La douce révolte des rêveurs de l'Audimax de Vienne, par Joëlle Stolz LE MONDE | 27.11.09 | 13h37 • Mis à jour le 27.11.09 | 13h37

"Soyons réalistes, demandons l'impossible" : ce vieux slogan de Mai 68 plane sur le grand amphithéâtre de l'université de Vienne, l'Audimax, quartier général d'une douce révolte, atypique et utopique, qui s'insurge contre la misère en milieu étudiant, mais reflète aussi la difficile mutation de l'Etat-providence en Autriche et en Allemagne. Né par surprise, le 22 octobre, le mouvement "audimaxiste" a déjoué les pronostics de tous ceux qui annonçaient sa mort imminente. Il a suscité des occupations symboliques de bâtiments universitaires en Autriche et dans une vingtaine d'universités allemandes. Même la Suisse alémanique, depuis Bâle, ou la Californienne Berkeley ont exprimé leur "solidarité".

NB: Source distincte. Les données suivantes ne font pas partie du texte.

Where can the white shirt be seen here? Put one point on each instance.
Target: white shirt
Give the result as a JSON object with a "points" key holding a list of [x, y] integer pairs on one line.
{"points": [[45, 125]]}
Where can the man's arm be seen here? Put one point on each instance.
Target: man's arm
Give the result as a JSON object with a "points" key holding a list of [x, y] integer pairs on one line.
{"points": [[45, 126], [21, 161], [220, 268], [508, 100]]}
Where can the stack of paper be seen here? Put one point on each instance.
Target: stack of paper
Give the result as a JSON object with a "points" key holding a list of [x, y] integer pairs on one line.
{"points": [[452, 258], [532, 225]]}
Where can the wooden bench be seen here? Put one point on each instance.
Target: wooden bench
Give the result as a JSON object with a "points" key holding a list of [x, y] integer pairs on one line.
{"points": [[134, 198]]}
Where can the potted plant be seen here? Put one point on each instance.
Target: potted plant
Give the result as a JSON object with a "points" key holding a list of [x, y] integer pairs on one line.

L'un des aspects marquants de cette nébuleuse est en effet la présence en Autriche d'étudiants allemands (ils forment 10 % des 220 000 inscrits), qui n'ont pu trouver une place dans la filière de leur choix en Allemagne à cause du numerus clausus, et donnent d'emblée au mouvement un caractère transnational. Le cri de ralliement est "Freie Bildung", qui signifie à la fois "éducation gratuite" et "éducation libre". C'est le rêve d'un enseignement financé par l'Etat, mais soumis aux seuls impératifs de la connaissance et de la curiosité personnelle, non aux lois implacables de l'économie telle que la planifient les technocrates.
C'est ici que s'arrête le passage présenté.